Abstract

BXD recombinant inbred (RI) lines represent a genetic reference population derived from a cross between C57BL/6J mice (B6) and DBA/2J mice (D2), which through meiotic recombination events possesses recombinant chromosomes containing B6 or D2 haplotype segments. The quantitative trait loci (QTLs) are the locations of segregating genetic polymorphisms and are fundamental to understanding genetic diversity in human disease susceptibility and severity. QTL mapping represents the typical approach for identifying naturally occurring polymorphisms that influence complex phenotypes.
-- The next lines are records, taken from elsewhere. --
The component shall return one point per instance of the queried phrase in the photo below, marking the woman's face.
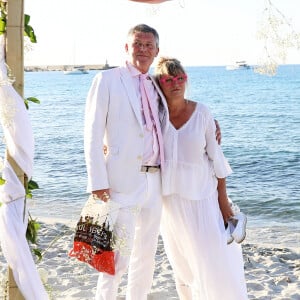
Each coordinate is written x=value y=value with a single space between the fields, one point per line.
x=173 y=86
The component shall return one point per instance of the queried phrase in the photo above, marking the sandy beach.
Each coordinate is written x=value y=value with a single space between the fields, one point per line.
x=272 y=270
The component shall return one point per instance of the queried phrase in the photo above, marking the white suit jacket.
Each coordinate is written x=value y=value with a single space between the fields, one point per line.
x=113 y=117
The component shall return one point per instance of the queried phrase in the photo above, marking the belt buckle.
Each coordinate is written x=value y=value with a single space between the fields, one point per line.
x=149 y=169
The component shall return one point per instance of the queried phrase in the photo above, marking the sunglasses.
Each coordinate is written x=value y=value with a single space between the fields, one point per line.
x=169 y=80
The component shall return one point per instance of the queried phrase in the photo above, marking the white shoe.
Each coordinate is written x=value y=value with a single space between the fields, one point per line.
x=239 y=222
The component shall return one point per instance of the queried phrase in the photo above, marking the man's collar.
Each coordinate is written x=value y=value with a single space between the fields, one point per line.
x=133 y=70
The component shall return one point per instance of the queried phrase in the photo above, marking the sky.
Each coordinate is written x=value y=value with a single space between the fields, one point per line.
x=197 y=32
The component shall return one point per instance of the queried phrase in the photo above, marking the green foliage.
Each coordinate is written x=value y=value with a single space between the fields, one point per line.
x=31 y=99
x=28 y=30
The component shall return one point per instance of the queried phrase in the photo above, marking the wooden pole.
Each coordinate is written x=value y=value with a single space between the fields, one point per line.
x=15 y=61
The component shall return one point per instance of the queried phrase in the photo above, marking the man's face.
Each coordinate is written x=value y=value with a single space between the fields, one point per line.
x=142 y=49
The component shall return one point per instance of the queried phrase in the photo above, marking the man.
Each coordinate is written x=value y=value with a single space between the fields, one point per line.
x=129 y=173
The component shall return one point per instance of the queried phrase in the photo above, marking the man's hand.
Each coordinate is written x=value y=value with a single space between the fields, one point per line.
x=101 y=195
x=218 y=132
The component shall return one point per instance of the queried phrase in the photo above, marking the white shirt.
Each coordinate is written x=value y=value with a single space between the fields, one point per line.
x=193 y=158
x=151 y=146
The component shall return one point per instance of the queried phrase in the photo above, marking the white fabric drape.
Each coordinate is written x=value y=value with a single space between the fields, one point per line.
x=13 y=215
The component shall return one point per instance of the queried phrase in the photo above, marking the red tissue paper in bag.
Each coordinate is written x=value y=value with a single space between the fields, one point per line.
x=92 y=245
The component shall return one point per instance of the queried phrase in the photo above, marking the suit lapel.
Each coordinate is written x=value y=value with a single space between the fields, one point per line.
x=163 y=111
x=134 y=101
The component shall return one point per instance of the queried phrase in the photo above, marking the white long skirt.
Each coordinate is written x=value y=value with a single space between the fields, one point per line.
x=204 y=266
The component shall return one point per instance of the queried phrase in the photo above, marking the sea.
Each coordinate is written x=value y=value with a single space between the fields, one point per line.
x=259 y=116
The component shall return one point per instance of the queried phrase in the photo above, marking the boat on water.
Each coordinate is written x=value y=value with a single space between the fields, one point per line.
x=239 y=65
x=76 y=71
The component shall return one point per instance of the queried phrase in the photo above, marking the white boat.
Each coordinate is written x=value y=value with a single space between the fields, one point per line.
x=239 y=65
x=76 y=71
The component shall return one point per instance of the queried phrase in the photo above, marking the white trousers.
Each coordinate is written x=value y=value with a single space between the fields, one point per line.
x=137 y=230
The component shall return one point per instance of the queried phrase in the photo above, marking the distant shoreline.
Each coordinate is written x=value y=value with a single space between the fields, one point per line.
x=66 y=67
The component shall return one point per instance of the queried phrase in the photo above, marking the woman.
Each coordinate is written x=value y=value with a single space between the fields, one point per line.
x=195 y=199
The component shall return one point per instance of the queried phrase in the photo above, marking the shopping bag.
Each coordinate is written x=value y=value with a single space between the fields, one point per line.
x=93 y=239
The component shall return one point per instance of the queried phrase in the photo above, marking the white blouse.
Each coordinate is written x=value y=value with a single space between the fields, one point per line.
x=193 y=158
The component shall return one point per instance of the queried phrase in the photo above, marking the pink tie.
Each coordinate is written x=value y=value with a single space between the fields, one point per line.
x=149 y=110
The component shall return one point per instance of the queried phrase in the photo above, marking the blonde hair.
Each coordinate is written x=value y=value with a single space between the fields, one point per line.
x=168 y=66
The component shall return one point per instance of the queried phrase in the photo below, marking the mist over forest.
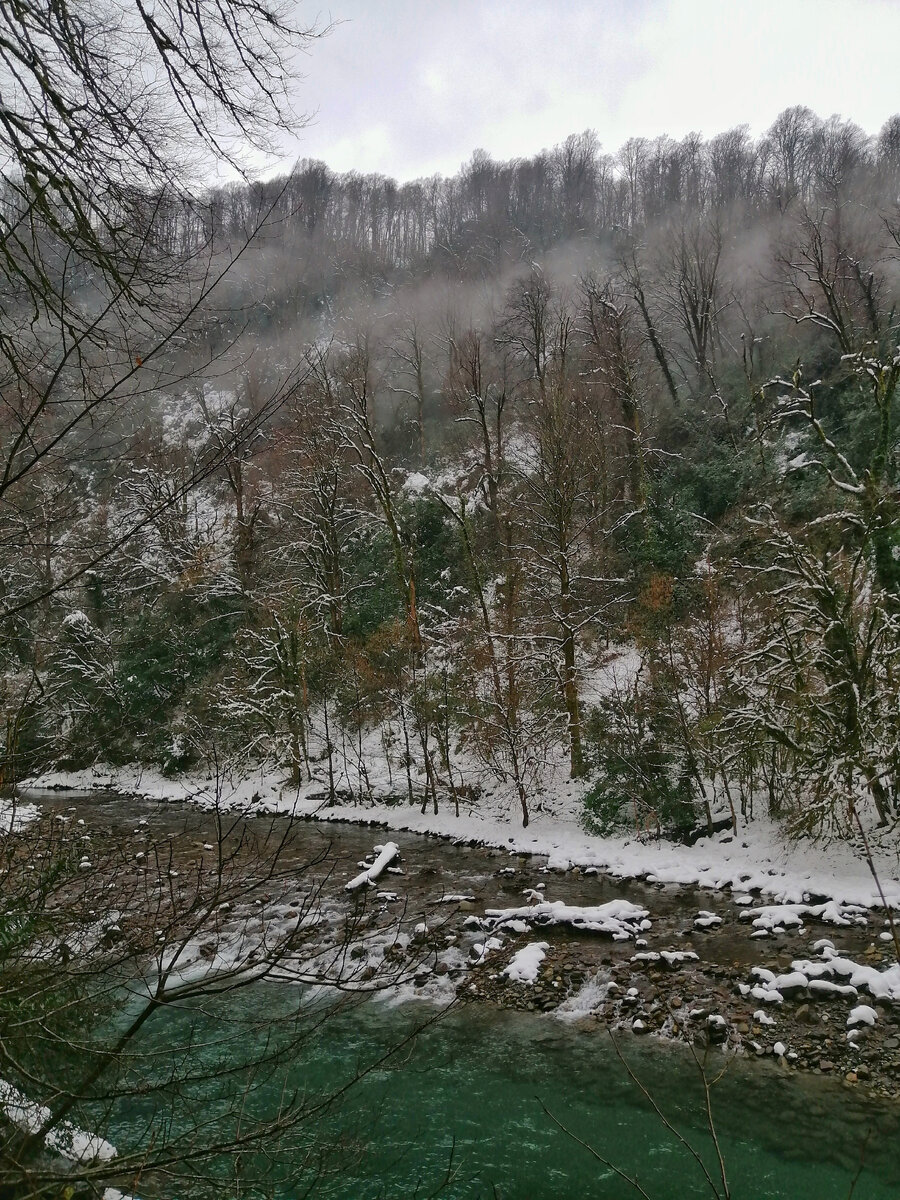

In this process, genotypic values at markers of known genomic locations are associated with phenotypic values measured in a segregating population. Indeed, BXD RI strains provide a powerful tool to study neurotoxicity induced by different substances. In this review, we describe the use of BXD RI lines to understand the underlying mechanisms of neurotoxicity in response to ethanol and cocaine, as well as metals and pesticide exposures.

Highlights

  • The development of an optimal experimental design requires the selection of an adequate animal model

  • The BXD recombinant inbred (RI) lines represent a genetic reference population derived from a cross between C57BL/6J mice and DBA/2J mice using a strategy of advanced intercrosses [1,2]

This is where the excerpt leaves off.